(ReliableNews.org) – The First Amendment doesn’t just protect the freedom of religion and speech; it also ensures the US has a free press. A police force in a small town is being accused of violating the constitutional amendment after a raid in Kansas.
On Friday, August 11, Marion Police Chief Gideon Cody carried out search warrants on the Marion County Record’s newsroom and the home of its owner and publisher. The police confiscated cell phones and computers from the newspaper’s staff and publisher. Officers also took reporting material, a router, and a backup hard drive that the paper used to conduct its reporting and operations.
Eric Meyer, the co-owner and publisher of the newspaper, told NPR that the raids took “several hours.” Police officers prohibited staff from entering the newsroom while they were searching it. Meyer believes the stress of the search of his home contributed to the death of his mother, Joan Meyer, 98. The Marion County Record reported she was crying as she watched police take her computer and photograph Eric’s banking records. She collapsed the next day and died.
Laura Viar, the magistrate in the town of about 2,000 people, signed off on the warrant. Cody contends the search was entirely legal, even as experts say it was likely a violation of the Constitution. Authorities also raided Marion Vice Mayor Ruth Herbel’s home while police searched the newsroom and Meyer’s residence.
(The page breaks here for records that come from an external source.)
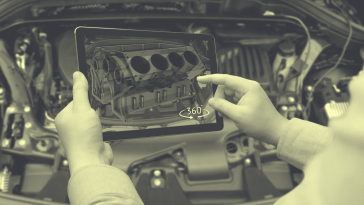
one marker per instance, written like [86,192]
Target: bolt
[5,142]
[22,142]
[284,108]
[291,99]
[247,162]
[157,182]
[179,154]
[28,125]
[26,109]
[157,173]
[65,163]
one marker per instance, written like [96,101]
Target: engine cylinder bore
[140,64]
[176,60]
[108,65]
[96,65]
[191,57]
[117,76]
[159,62]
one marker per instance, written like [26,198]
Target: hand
[79,129]
[247,105]
[350,125]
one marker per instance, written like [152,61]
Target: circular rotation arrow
[191,116]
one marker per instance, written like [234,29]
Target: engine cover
[67,56]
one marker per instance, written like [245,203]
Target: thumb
[80,95]
[225,107]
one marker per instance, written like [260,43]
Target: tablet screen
[140,83]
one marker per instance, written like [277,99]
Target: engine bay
[38,57]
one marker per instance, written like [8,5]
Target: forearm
[80,159]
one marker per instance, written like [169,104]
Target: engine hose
[48,71]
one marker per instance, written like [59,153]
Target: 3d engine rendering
[298,51]
[144,84]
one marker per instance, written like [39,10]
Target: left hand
[80,130]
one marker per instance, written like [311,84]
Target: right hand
[247,105]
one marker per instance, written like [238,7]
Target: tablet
[143,83]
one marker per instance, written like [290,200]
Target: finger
[233,82]
[220,92]
[64,111]
[225,107]
[80,92]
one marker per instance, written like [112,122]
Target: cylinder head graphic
[159,62]
[140,64]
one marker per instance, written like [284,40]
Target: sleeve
[102,184]
[301,140]
[333,177]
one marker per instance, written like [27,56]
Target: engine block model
[146,84]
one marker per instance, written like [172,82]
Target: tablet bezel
[81,58]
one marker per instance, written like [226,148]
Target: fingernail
[210,101]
The search reportedly came after a confidential source leaked documents about local business owner Kari Newell. The information allegedly showed she had been convicted of a DUI and was driving without a license. However, Meyer said he decided not to move forward with the story after questioning the motivations behind the leak.
“We thought we were being set up,” Meyer told The Daily Beast.
Lynn Oberlander, a First Amendment lawyer, said the raid was “illegal” and most law enforcement agencies “understand that it’s illegal,” which is why these types of action are so rare.